Osahon Enabulele, der frühere Vorsitzende der Nigerian Medical Association, schätzt, dass rund 8 000 nigerianische Ärzte in den USA arbeiten. In Nigeria hingegen müssen 35 000 Mediziner eine Bevölkerung von 190 Millionen Menschen versorgen. In Frankreich arbeiten mehr togolesische Ärzte als in Togo, wie Kokou Adambounou vom CHU Campus-Lomé-Krankenhaus berichtet. „60 Prozent der togolesischen Ärzte praktizieren in Frankreich“, sagt er und fügt hinzu, dass diese emigrierten Ärzte ihren Kollegen in Togo via Telemedizin helfen könnten. „Das Können und die Infrastruktur existieren. Es fehlt der politische Wille. Gesundheitsbehörden müssen in Telemedizin investieren“, fordert er.

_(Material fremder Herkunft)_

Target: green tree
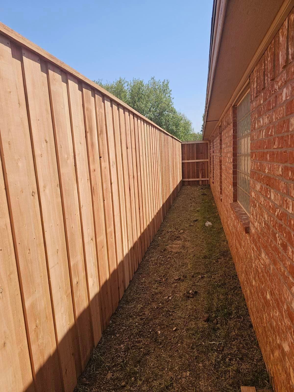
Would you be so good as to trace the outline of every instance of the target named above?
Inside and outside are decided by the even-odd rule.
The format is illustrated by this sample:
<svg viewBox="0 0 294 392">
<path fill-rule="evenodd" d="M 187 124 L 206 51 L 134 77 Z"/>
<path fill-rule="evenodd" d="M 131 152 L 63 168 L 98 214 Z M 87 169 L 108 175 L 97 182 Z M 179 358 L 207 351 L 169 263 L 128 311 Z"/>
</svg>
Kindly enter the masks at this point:
<svg viewBox="0 0 294 392">
<path fill-rule="evenodd" d="M 135 110 L 181 140 L 200 140 L 191 122 L 174 107 L 169 80 L 151 78 L 147 83 L 140 79 L 127 81 L 120 78 L 112 83 L 94 81 Z"/>
</svg>

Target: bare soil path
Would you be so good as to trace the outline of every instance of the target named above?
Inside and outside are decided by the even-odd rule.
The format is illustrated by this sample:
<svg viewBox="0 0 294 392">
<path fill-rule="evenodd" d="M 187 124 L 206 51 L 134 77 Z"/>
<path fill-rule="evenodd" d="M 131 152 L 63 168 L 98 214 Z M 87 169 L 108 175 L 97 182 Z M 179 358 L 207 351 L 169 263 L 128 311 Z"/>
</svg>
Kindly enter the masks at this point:
<svg viewBox="0 0 294 392">
<path fill-rule="evenodd" d="M 76 391 L 241 385 L 270 387 L 209 186 L 183 187 Z"/>
</svg>

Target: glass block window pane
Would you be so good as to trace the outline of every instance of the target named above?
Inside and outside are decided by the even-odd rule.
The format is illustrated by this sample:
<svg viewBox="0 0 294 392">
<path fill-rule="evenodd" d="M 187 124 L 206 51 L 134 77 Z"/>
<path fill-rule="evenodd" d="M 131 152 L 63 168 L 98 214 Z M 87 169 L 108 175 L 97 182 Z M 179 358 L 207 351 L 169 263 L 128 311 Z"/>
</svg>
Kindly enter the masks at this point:
<svg viewBox="0 0 294 392">
<path fill-rule="evenodd" d="M 250 97 L 247 94 L 237 107 L 237 200 L 249 213 Z"/>
</svg>

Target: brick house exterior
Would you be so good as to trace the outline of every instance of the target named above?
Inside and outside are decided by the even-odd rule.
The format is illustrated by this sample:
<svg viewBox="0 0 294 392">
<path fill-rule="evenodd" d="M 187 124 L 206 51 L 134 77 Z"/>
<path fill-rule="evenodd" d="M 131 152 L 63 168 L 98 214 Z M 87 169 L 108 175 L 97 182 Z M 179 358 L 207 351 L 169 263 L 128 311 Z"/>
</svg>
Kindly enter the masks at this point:
<svg viewBox="0 0 294 392">
<path fill-rule="evenodd" d="M 294 9 L 288 3 L 278 31 L 213 127 L 207 98 L 203 135 L 211 189 L 265 362 L 281 392 L 294 391 Z M 248 88 L 247 212 L 237 196 L 237 112 Z"/>
</svg>

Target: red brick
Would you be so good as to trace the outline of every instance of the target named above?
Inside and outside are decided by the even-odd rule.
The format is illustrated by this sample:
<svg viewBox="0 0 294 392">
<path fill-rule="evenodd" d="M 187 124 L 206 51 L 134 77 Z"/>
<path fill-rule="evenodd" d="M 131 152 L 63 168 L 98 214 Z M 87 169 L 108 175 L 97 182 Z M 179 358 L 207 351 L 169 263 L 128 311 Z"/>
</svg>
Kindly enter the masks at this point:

Es gibt ein Missverhältnis zwischen Ausbildung und Arbeitsmöglichkeiten in Afrika. Laut dem Statistischen Jahrbuch der Gesundheit von Togo 2016 gab es 347 Ärzte, inklusive 251 Spezialisten und 91 Allgemeinärzten, 31 Psychologen und 13 Ausbildungsstätten für Gesundheitspersonal – für eine Bevölkerung von mehr als 7 Millionen.

„Leider bilden wir zu viele Soziologen und Philosophen aus, die dann nach ihrem Examen Taxi fahren müssen, um zu überleben“, sagt der Togolese Didier Acouetey von der Beratungsfirma AfricSearch.

Laut dem Internationalen Währungsfond gibt Afrika pro Jahr rund 4 Milliarden Dollar aus, um ausländische Experten zu bezahlen, die den Braindrain des Kontinents abfedern.


Ibrahim Oredola Falola ist Journalist und lebt in Lomé, Togo.